After doing some research), I realized I a 6,000 CFM fan need 1,152 square inches of Net Free Ventilation Area (NFVA) in the attic (i.e. 1,152 square inches of ventilation). I only have ~650 and, according to my HOA's rules, *adding gable/roof vents is not an option*.

*To the Point:*
I have a large spare bedroom that is not in use. It has two large closets and two windows. My plan is to increase my ventilation by installing one 256 square inch register in the ceiling of each of these closets.

Something like this: 






When the fan is in use, I will open the windows in the spare bedroom and close the door, thereby transforming its windows into exhaust vents. When the fan is off, I will simply close the registers.

Would this be a good idea? Or should I just cut a big hole in the drywall separating my attic from my neighbor's and double my ventilation? (kidding! )


----------



## Wuzzat? (Jun 4, 2010)

Watch out it doesn't steal combustion air from your appliances.


----------



## jmd494 (Jun 4, 2010)

Wuzzat? said:


> Watch out it doesn't steal combustion air from your appliances.



Sorry. That went right over my head. Can you elaborate?


----------



## TxBuilder (Jun 4, 2010)

He's joking. He's saying it's going to suck all the air through your house. I think. I have no experience with these. Sorry.


----------



## inspectorD (Jun 4, 2010)

there are a couple different camps on attic fans, or whole house fans, or whatever ya'll call them whereever you live.
The issue you explained is right on, if you do not have the area to remove the air from the attic, it becomes a positive pressure and you can find all kinds of insulation fibers, mold in the insulation and feces....in little pellets comming throw the fixtures.... blowing around your home...not good. Through light fixtures, other bath fans ect...
The other issue you can do is create a backdraft on your oil or gas fired water heaters and boilers that heat water indirectly. 
I tell folks to get a roof vent near the fan and install the size you need. They look like spinning turbines. And set the fan on a timer so you do not create a large flue gas backdraft. Set for 20 minutes and open all the windows.

Good luck.


----------



## oldognewtrick (Jun 4, 2010)

jmd, why don't you just take the vent back and get a smaller size? And please don't cut the dry wall in the attic, cause it's probaly a fire wall.


----------



## woodchuck (Jun 6, 2010)

If it's a two speed fan keep it on low.
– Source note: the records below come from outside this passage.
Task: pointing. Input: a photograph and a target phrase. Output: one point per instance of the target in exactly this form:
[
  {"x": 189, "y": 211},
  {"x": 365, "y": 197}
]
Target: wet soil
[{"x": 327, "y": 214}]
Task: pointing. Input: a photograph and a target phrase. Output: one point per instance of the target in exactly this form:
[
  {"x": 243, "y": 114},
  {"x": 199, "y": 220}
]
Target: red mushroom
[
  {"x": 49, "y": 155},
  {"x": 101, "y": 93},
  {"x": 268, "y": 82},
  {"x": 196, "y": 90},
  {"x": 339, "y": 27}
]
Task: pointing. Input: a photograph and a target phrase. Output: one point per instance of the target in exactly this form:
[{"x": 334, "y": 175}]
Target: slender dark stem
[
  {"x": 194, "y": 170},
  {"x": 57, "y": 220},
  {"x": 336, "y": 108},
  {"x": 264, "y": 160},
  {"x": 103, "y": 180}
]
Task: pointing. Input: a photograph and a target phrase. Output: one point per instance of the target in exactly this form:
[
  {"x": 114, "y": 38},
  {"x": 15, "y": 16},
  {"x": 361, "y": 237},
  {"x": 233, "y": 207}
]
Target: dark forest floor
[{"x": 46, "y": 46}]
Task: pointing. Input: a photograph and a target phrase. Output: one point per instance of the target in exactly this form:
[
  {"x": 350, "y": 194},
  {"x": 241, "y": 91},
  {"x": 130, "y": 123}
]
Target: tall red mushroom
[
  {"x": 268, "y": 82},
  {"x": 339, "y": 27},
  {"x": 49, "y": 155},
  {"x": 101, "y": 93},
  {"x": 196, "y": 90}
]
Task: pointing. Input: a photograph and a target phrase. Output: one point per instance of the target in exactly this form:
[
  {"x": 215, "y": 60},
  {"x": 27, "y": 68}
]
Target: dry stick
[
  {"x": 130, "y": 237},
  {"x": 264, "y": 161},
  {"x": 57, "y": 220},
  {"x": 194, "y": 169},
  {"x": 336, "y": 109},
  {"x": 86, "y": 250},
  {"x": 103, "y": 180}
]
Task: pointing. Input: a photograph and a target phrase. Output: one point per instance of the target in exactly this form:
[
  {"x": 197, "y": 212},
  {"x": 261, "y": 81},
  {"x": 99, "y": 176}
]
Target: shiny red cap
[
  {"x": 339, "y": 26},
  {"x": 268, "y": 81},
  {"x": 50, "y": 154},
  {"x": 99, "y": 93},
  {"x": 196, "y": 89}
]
How about eve vents.


----------



## Patriot68 (Jul 1, 2011)

You are way oversized by 4x...I have a 1500SF TH as well and you need a 1500 CFM whole house fan...2000 CFM MAX...go to the Air Scape website and they have a calculate function (not a rep, just an easy function to use).  The 6000 CFM WH fan you are trying to use will cause you many headaches that are not even worth going into.  If you have a ridge vent and roof vents already you may not even need to add more vents if you right size the WH fan.  If you have to add vents another option is to add a solar powered attic fan...yes, whole house fans and attic fans are two different items.  If you have a gable vent (HOA does not have to approve as it is internal) you can add an attic vent there and it will increase the discharge and balance the attic space.


----------



## fixitrght (Jul 1, 2011)

I'm interested to hear how you solve the problem, because I don't know anything about installing whole house fans. Matter of fact I only know one person with a whole house fan and it was installed when the house was built. I would think the best solution would be to take it back and try to get one that is the right size for your townhouse. Good luck! Let us know what transpires.


----------